Einige Gedanken über die Ungleichheit in unserer Gesellschaft

Nur dadurch lebt der Mensch, dass er so gründlich vergessen kann, dass er ein Mensch doch ist. (Bertolt Brecht, Dreigroschenoper)

Das Haus, auf das ich von meinem Fenster aus blicke, ist ein grauer Klotz mit einem Holzaufbau auf der gemeinschaftlichen Dachterrasse und gehört Menschen zwischen Mitte 30 und Mitte 50 mit jeweils einem Kind und einem Lastenrad. Dass sie ihre Wohnungen so gut wie identisch eingerichtet haben, kann ich, im Gegensatz zu ihnen, aus meiner Aussenperspektive gut sehen. Modernes skandinavisches Design, die teure Version und nicht der schwedische Billigkram zum selbst Zusammenbauen. Und auch die Bewohner sehen sich ähnlich. Eigentlich kann ich sie fast nur anhand ihrer Fahrradhelme unterscheiden, wenn sie das Haus betreten oder verlassen. Die Kinder tragen die Helme sogar beim seltenen Spielen im Garten. 

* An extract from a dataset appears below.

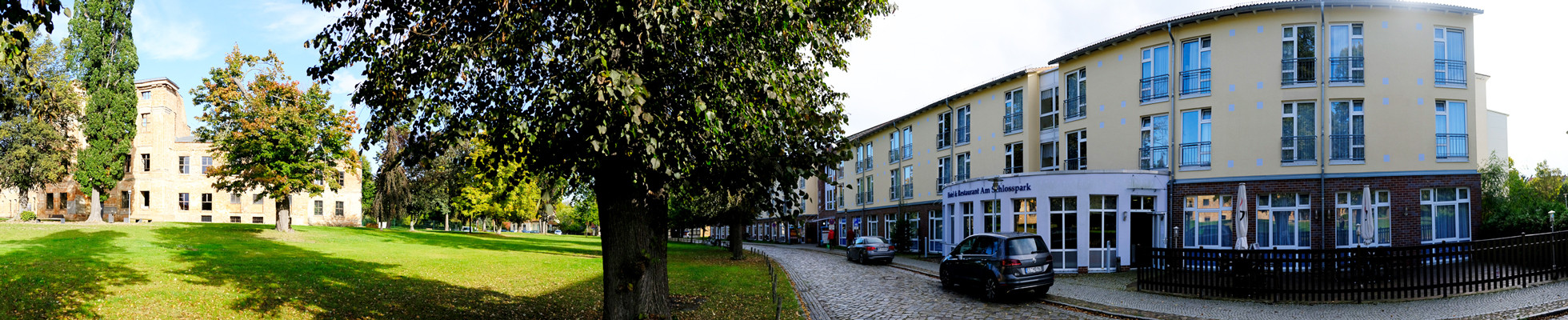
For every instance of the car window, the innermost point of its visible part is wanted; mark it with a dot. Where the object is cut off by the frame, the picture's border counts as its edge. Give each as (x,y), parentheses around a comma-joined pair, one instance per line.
(1026,245)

Es sind ruhige und somit angenehme Nachbarn. Die Balkone und die Dachterrasse werden kaum benutzt. Auch die Sauna, die letzten Herbst auf dem Dach aufgestellt wurde und die beiden Weber Grills, die dort stehen, habe ich noch nie jemanden benutzen sehen. „Hauptsache, wir haben es!“, scheint die Devise zu sein. Dass das alles einem Klischee entspricht, heisst nicht, dass es nicht wahr ist. 

Vormittags unter der Woche allerdings wandelt sich das Bild: Das Haus gehört dann den Putzfrauen. Aus den geöffneten Fenstern des sonst so stillen Hauses ertönt eine Kakofonie aus fünf bis zehn verschiedenen Musikanlagen, auf den Balkonen werden Rauchpausen gemacht, über Stockwerke hinweg laute Gespräche in unterschiedlichsten Sprachen geführt und viel gelacht. Wenn ich die Szene mit einem phänomenologischen Blick betrachtete und wählen müsste, ob ich lieber eine Bewohnerin des Hauses oder eine ihrer Putzfrauen wäre, würde ich mich ohne Zögern für Letztere entscheiden. Ganz einfach, weil sie glücklicher und lebendiger wirken. 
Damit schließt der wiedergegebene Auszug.